Open shannon opened 10 years ago
Oh, that's not good.
I wonder what the best way to solve this is. We could go directly for the index in the error, but then risk missing some updates.
It seems like fleet just does reconnects with index + 1 until it resyncs. That could cause thousands of requests though.. https://github.com/bcwaldon/fleet/blob/8a269e880ee561ad1722e9de94d6ccb4e5656562/registry/event.go#L87-L91
I guess we could do (error.index - 999), that might work.
Sorry, I was away for the weekend.
Yea I wondered how they were dealing with it. I think your (-999) approach would work but only if something doesn't happen before you get the next request out.
I almost feel as though there are two separate cases here. One where you don't care about the stuff in between and you just need to get the watcher back in place and two where you are trying to watch every event as it happens. The second case is sort of a lost cause if the watcher is in this state already. Maybe its best to just make sure the connection is reestablished and then emit a warning event of some kind?
We could go directly for the index in the error, but then risk missing some updates.
@stianeikeland Why would this approach miss any updates? If any changes had been made up to the index specified in the bug, etcd would respond with these changes. It should therefore be safe to restart polling from that index.
Below is a workaround of the issue I applied in my application. Note that if I detect etcd provided a new index in the error response, I am issuing a new poll immediately by substituting _watch
method for _retry
which uses a backoff timer. Let me know if you think this approach has a conceptual issue.
watch.on('reconnect', function (error) {
// Work around a bug in node-etcd where the watcher etcd index
// becomes so old it is out of scope of the history etcd maintains.
// Advance the watch index based on information supplied from etcd in the
// error response.
var newIndex;
if (typeof error.error === 'object'
&& typeof error.error.error === 'object'
&& !isNaN(error.error.error.index))
newIndex = error.error.error.index;
else if (typeof error.headers === 'object'
&& !isNaN(error.headers['x-etcd-index']))
newIndex = +error.headers['x-etcd-index'];
if (newIndex !== undefined) {
// Instead of _retry with a backoff timer, make the
// watcher issue the request immediately with _watch.
watch.index = newIndex;
var oldRetry = watch._retry;
watch._retry = function () {
watch._retry = oldRetry;
watch._watch();
}
}
});
I've now added basic resync to trunk.
@tjanczuk I'm thinking about something like the following timeline:
client A is now resynced, but missed the key='value 2' update.
Now I just emit a 'resync' event from the watcher, so that you can be sure to check manually for missed values if needed
Maybe we could do the following on outdated and cleared index:
Or am I overthinking things? :)
Published, could you try out version 2.1.5?
I think you are right; what I proposed above would not address the cases of a race condition between broken network connections and updates on the server.
I would suggest slight optimization over what you describe above:
As an aside, a useful feature in node-etcd would be a modified
event that only fires when the value has actually changed.
Actually I think I am overthinking it now.
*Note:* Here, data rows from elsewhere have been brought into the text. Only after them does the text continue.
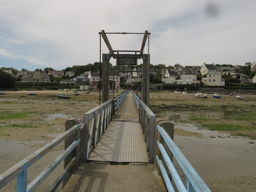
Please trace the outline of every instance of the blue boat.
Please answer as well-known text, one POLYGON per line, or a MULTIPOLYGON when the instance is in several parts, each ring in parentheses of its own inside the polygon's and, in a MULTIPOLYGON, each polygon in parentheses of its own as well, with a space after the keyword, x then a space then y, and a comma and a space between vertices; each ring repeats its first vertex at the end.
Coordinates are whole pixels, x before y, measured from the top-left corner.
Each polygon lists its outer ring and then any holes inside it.
POLYGON ((221 98, 221 96, 220 95, 219 95, 217 93, 215 93, 214 95, 212 95, 212 96, 213 96, 213 97, 214 98, 221 98))

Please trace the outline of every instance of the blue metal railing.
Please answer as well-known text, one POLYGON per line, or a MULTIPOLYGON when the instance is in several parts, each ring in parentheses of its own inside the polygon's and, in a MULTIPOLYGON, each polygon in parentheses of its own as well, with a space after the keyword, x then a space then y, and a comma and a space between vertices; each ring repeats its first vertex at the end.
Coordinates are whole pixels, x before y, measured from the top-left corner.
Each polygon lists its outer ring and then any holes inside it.
POLYGON ((119 107, 120 104, 122 102, 123 100, 124 99, 127 95, 127 93, 129 92, 129 90, 128 89, 126 91, 124 92, 120 95, 117 97, 116 99, 114 99, 115 101, 115 111, 116 110, 117 108, 119 107))
MULTIPOLYGON (((157 140, 157 144, 162 156, 171 172, 179 191, 188 192, 210 192, 211 191, 208 187, 180 152, 164 128, 157 125, 157 130, 187 176, 187 187, 186 189, 162 144, 160 143, 157 140)), ((157 156, 156 160, 168 191, 174 192, 174 189, 164 166, 162 160, 159 159, 157 156)))
POLYGON ((134 92, 134 91, 132 92, 133 94, 133 97, 134 97, 134 99, 135 100, 135 102, 136 103, 136 105, 137 105, 137 107, 138 108, 140 109, 140 108, 139 107, 139 100, 140 100, 139 97, 136 95, 136 94, 134 92))
MULTIPOLYGON (((80 138, 75 140, 41 173, 27 186, 28 169, 59 144, 81 128, 82 124, 76 125, 51 142, 18 163, 0 175, 0 188, 3 188, 15 178, 17 178, 16 191, 33 191, 42 183, 60 163, 80 142, 80 138)), ((50 187, 48 191, 54 191, 65 178, 66 173, 77 161, 74 157, 50 187)))

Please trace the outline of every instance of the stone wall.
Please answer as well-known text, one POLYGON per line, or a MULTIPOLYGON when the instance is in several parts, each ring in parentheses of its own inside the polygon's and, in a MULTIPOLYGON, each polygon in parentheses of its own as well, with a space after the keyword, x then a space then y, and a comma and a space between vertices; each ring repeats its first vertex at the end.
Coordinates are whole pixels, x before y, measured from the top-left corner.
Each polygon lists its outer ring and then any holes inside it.
MULTIPOLYGON (((238 94, 239 92, 239 88, 237 89, 226 89, 224 88, 219 87, 201 87, 200 92, 214 92, 218 93, 236 93, 238 94)), ((240 93, 256 93, 256 87, 253 89, 243 89, 240 90, 240 93)))

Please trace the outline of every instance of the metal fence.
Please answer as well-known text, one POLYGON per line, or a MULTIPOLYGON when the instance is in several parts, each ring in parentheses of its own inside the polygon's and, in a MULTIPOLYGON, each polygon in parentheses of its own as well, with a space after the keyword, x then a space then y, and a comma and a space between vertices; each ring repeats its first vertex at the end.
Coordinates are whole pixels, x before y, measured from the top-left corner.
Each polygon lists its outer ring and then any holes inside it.
POLYGON ((115 111, 116 110, 117 108, 119 107, 120 104, 123 102, 123 100, 127 95, 127 93, 129 92, 129 90, 128 90, 126 91, 123 92, 120 95, 117 97, 116 98, 114 99, 114 100, 115 102, 115 111))
MULTIPOLYGON (((186 157, 180 152, 164 130, 164 128, 157 125, 157 130, 163 138, 164 141, 168 146, 181 167, 187 178, 187 189, 185 187, 175 167, 173 166, 170 157, 168 156, 162 143, 157 141, 157 144, 161 153, 161 156, 164 159, 168 169, 173 178, 173 181, 179 192, 210 192, 211 191, 193 168, 186 157)), ((174 192, 170 179, 167 175, 162 160, 156 156, 156 160, 168 191, 174 192)))
MULTIPOLYGON (((53 171, 60 163, 72 151, 80 142, 81 138, 75 140, 59 156, 44 170, 37 177, 27 186, 28 169, 42 157, 54 148, 61 142, 71 135, 78 132, 82 124, 76 125, 68 131, 55 138, 48 143, 17 164, 0 175, 0 188, 17 178, 16 191, 33 191, 53 171)), ((58 188, 77 160, 77 156, 74 156, 68 165, 51 186, 47 191, 54 191, 58 188)))
POLYGON ((156 132, 156 115, 133 92, 137 106, 139 109, 140 123, 144 134, 144 140, 147 142, 147 149, 148 151, 148 162, 155 162, 155 140, 156 132))
POLYGON ((86 162, 89 153, 95 148, 96 144, 100 139, 110 123, 112 119, 112 100, 109 100, 84 114, 85 138, 85 139, 88 139, 88 141, 85 141, 83 162, 86 162))

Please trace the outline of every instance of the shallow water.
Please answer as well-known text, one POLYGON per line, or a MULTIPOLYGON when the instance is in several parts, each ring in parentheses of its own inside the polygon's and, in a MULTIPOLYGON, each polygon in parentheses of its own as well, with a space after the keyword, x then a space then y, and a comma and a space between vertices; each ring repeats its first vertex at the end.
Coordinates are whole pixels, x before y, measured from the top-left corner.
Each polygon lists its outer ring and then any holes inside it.
POLYGON ((231 136, 217 131, 202 129, 188 120, 191 116, 222 119, 233 114, 234 112, 151 110, 157 117, 171 121, 174 124, 174 129, 200 133, 206 137, 198 138, 174 135, 174 139, 176 145, 203 180, 250 175, 256 172, 255 140, 231 136))

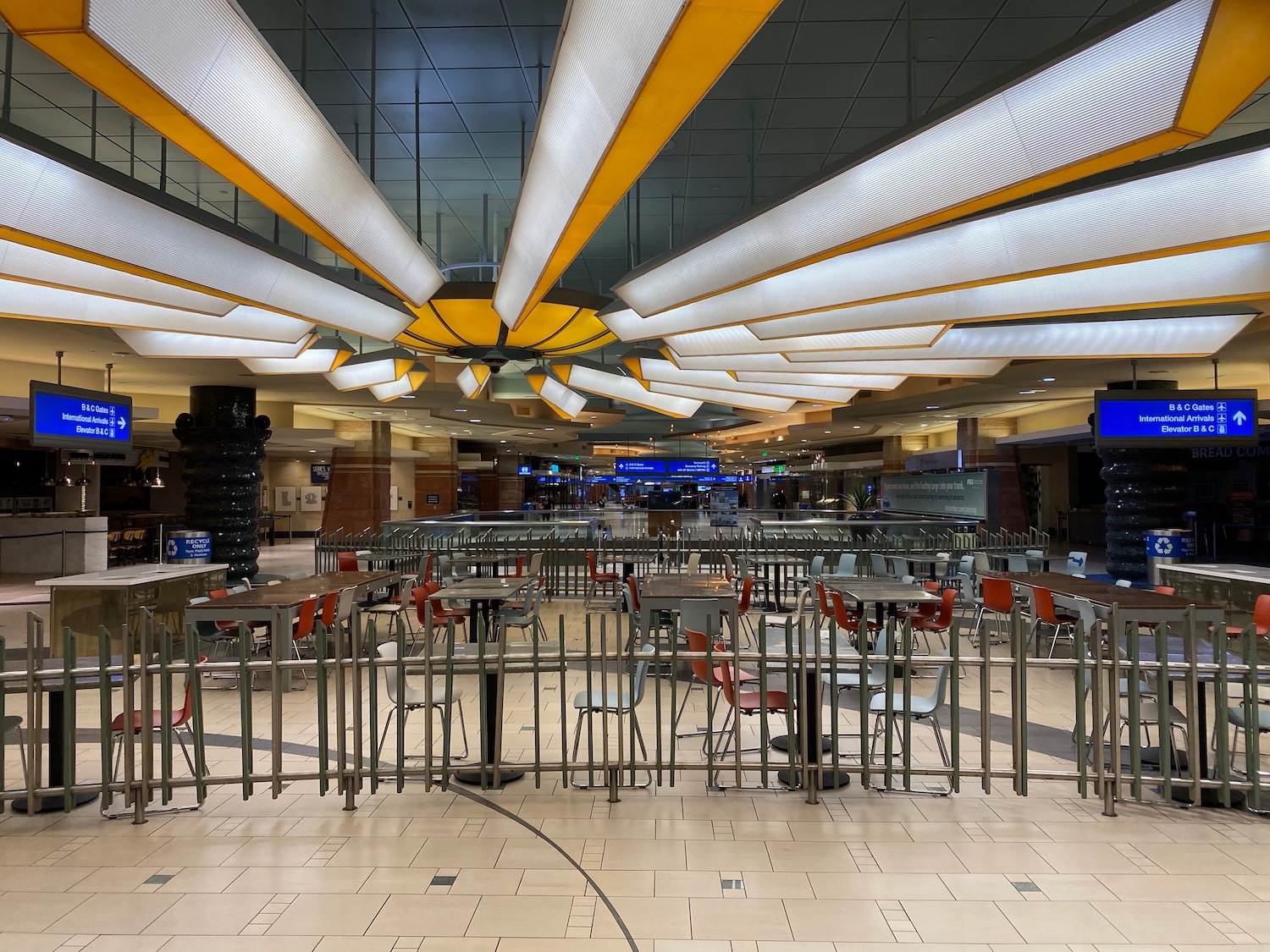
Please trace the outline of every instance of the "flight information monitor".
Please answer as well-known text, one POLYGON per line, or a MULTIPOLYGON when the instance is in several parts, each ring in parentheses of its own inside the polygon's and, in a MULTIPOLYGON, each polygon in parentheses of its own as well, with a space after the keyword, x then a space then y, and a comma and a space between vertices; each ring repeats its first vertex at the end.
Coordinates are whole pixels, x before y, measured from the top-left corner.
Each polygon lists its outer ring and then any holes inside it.
POLYGON ((1255 390, 1101 390, 1093 395, 1100 447, 1255 446, 1255 390))
POLYGON ((132 397, 32 381, 30 443, 66 449, 130 449, 132 397))

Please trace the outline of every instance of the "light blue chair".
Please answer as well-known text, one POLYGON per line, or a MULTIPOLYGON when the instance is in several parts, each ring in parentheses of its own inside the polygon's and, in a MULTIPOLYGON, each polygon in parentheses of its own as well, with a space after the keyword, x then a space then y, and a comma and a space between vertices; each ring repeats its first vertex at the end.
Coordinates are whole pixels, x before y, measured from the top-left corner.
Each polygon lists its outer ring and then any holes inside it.
MULTIPOLYGON (((945 651, 942 658, 949 658, 949 652, 945 651)), ((940 671, 935 675, 933 694, 911 694, 908 698, 913 721, 928 724, 935 731, 935 744, 940 749, 940 758, 944 760, 945 767, 951 767, 952 760, 949 758, 949 749, 944 743, 944 729, 940 727, 939 715, 940 708, 945 707, 947 702, 950 670, 951 665, 940 665, 940 671)), ((899 727, 898 735, 900 744, 903 744, 904 696, 893 693, 875 694, 872 701, 869 702, 869 713, 874 715, 872 741, 869 745, 869 760, 872 763, 878 739, 886 730, 888 715, 892 717, 892 724, 899 727)))
MULTIPOLYGON (((582 746, 582 725, 583 721, 592 720, 597 713, 605 715, 627 715, 631 718, 631 725, 635 731, 635 740, 639 743, 640 757, 648 760, 648 749, 644 746, 644 734, 639 729, 639 717, 635 715, 635 708, 639 707, 640 702, 644 699, 644 685, 648 683, 648 669, 653 663, 653 654, 657 651, 657 645, 648 642, 640 646, 639 656, 640 660, 635 663, 635 677, 634 677, 634 694, 627 691, 630 682, 625 674, 612 675, 620 685, 617 691, 579 691, 573 698, 573 710, 578 712, 578 726, 573 732, 573 757, 570 759, 578 759, 578 749, 582 746)), ((593 675, 596 679, 597 675, 593 675)), ((624 729, 625 730, 625 729, 624 729)), ((606 740, 603 732, 597 732, 596 746, 601 748, 606 740)), ((631 751, 626 751, 627 758, 631 751)), ((618 767, 618 764, 615 764, 618 767)), ((588 781, 592 777, 588 777, 588 781)), ((648 787, 653 782, 653 772, 648 772, 648 781, 644 783, 635 784, 639 788, 648 787)), ((593 786, 592 783, 579 784, 574 782, 574 787, 585 790, 593 786)))

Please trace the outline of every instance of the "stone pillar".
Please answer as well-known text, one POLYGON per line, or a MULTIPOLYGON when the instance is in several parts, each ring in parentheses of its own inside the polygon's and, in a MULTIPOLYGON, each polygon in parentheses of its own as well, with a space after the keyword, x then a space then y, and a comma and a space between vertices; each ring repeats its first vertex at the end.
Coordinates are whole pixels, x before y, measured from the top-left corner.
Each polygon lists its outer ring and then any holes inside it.
POLYGON ((428 454, 414 463, 414 514, 423 519, 458 512, 458 453, 455 440, 415 437, 414 448, 428 454), (434 496, 436 503, 429 503, 434 496))
POLYGON ((378 532, 389 518, 392 428, 385 420, 342 420, 335 424, 335 435, 354 446, 335 447, 330 454, 321 531, 378 532))
MULTIPOLYGON (((1128 381, 1107 390, 1132 390, 1128 381)), ((1138 390, 1177 390, 1177 381, 1139 381, 1138 390)), ((1092 424, 1092 415, 1090 423, 1092 424)), ((1187 449, 1099 449, 1106 482, 1107 572, 1147 580, 1147 532, 1182 526, 1187 449)))
MULTIPOLYGON (((1027 508, 1024 505, 1022 485, 1019 480, 1017 453, 1011 446, 997 446, 998 438, 1012 437, 1017 430, 1013 419, 999 416, 984 420, 966 418, 958 420, 956 424, 956 448, 961 451, 961 468, 997 472, 997 524, 988 526, 992 531, 1027 531, 1027 508)), ((992 512, 991 504, 988 509, 992 512)))
POLYGON ((255 415, 255 390, 190 387, 189 413, 173 434, 185 459, 185 523, 212 533, 212 561, 227 562, 230 579, 255 575, 260 466, 272 435, 269 418, 255 415))

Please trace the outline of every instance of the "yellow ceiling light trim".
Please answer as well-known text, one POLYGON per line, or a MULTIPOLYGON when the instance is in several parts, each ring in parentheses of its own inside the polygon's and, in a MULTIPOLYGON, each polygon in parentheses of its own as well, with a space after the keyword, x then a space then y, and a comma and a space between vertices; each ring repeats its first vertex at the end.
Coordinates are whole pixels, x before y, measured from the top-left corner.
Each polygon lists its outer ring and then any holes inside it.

If there was an error due to network issues, and the index has become out of scope in the meantime, the next successful request will error with a 401 code, and your case here: https://github.com/stianeikeland/node-etcd/blob/master/src/watcher.coffee#L71-L72 should cover it.
So looking at your code it seems everything should work correctly. The one slight optimization that can save a roundtrip to etcd is to also advance the index in case of the empty long poll response (https://github.com/stianeikeland/node-etcd/blob/master/src/watcher.coffee#L75-L76) - this is to save an occasional 401 for infrequently changing values.
The 2.1.5 appears to perform well for me in a long-running/infrequent-changing scenario. Thanks for the quick turnaround!
Thanks! Also agree with your optimizations.
If there are no changes in the directory you are watching and etcd index has changed more than 1000 times the reconnection will continuously fail. This can happen quite often when using Fleet as it writes heartbeats a lot.
I think the reconnection should take the index returned in the 401 error.